2. Materials and Methods

All in silico analysis including Glide docking, induced fit docking (IFD), and molecular dynamics (MD) were performed using Schrödinger LLC Maestro version 10.2 [35].

2.1. Preparation of Phytocompounds and ALR2 Protein Structure for In Silico Analysis

Phytocompounds from plants reported with antidiabetic property were retrieved from Duke’s Database of Natural Compounds. Table 1 provides the names of the plants with antidiabetic property. The 3D structure-data files of the plant compounds were retrieved from PubChem database. The retrieved phytocompounds were prepared using LigPrep module of Maestro, and the ligand structures were geometrically minimized using OPLS_2005 force field to obtain low energy 3D structural variants of the ligands.
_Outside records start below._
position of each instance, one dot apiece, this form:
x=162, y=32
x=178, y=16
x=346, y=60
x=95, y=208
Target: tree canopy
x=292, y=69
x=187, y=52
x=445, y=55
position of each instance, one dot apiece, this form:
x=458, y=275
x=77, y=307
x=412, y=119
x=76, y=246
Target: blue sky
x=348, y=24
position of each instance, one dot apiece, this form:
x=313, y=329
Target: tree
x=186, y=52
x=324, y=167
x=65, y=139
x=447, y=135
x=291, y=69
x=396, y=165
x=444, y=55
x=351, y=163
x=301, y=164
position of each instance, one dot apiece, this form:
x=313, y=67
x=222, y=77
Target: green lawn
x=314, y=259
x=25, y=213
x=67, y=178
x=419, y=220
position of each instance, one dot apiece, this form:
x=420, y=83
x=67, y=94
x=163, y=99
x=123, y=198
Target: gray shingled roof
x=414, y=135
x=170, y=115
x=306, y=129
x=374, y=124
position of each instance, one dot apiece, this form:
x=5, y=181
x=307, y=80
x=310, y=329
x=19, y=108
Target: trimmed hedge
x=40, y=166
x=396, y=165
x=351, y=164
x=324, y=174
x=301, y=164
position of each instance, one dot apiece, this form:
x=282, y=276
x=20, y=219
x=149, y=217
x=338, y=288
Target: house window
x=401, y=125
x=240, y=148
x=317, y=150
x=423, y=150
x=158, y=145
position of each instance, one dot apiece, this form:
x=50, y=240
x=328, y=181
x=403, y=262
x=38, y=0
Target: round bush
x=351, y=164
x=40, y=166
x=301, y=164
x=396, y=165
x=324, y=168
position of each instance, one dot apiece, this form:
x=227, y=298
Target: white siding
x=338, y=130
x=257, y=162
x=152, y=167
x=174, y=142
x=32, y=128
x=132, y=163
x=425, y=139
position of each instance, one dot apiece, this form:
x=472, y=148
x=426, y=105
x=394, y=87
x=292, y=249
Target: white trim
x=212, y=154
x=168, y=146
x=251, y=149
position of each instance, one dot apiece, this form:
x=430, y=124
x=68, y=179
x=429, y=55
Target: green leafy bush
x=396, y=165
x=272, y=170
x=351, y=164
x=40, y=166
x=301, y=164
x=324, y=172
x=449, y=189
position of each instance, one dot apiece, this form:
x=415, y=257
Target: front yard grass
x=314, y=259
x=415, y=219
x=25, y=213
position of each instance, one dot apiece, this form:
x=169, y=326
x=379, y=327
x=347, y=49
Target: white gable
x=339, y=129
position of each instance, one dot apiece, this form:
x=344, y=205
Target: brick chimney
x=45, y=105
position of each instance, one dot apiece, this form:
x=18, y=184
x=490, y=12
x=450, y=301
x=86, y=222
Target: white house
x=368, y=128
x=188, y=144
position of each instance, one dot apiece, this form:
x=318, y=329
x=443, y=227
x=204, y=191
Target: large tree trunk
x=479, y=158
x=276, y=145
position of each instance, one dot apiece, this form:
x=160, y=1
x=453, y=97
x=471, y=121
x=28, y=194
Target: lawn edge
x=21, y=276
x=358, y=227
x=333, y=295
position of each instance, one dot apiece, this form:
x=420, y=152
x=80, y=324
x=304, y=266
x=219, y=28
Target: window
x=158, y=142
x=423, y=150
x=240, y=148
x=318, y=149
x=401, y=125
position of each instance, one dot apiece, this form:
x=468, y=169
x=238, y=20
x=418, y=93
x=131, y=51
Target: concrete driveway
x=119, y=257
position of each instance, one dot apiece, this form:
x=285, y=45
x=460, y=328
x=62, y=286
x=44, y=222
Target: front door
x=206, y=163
The optimized ligands were subjected to Glide docking based computational screening for the identification of potential lead compounds.

2.2. Preparation of ALR2 Protein Structure

Crystal structure of ALR2 complexed with NADP+ and drug Epalrestat—ID: 4JIR, the only available crystal structure of ALR2 complexed with Epalrestat—with 2.0 Å resolution was retrieved from Protein Data Bank (PDB). This protein structure was prepared using Protein Preparation Wizard protocol of Maestro.

2.3. Grid Generation and Glide Docking Protocol

For the protein, the receptor grid, which acts as a three-dimensional boundary, was generated for the binding ligand, depicting the active site region of the protein. The ligand binding sites in the protein were covered by the large grid with a midpoint diameter of 10 Å. Glide docking was performed for the phytocompounds to determine the ligand binding free energy.

2.4. Flexible Docking Analysis Using IFD

IFD was applied to determine the ALR2 protein and the phytocompounds binding interactions using Prime and Glide modules. The side chains of the amino acids of ALR2 were optimized using Prime refinement. Docking calculations were performed in XP mode, and the XP descriptors were noted.

2.5. Specificity Analysis of the Phytocompounds Using IFD Generated Protein-Ligand Interactions

Crystal structure of AKR1B10 complexed with NADP+ and Epalrestat (PDB ID : 4JIH) with a resolution of 2.3 Å and crystal structure of ALR1 holoenzyme in complex with the ALR2 inhibitor Fidarestat (3H4G) with a resolution of 1.85 Å were retrieved from the PDB. The phytocompounds shortlisted using IFD protocol were subjected to specificity study, to identify compounds that could specifically inhibit ALR2, compared to AKR1B10 or ALR1. The crystal structure files, 4JIH and 3H4G, corresponding to AKR1B10 and ALR1 protein were prepared using protein preparation wizard.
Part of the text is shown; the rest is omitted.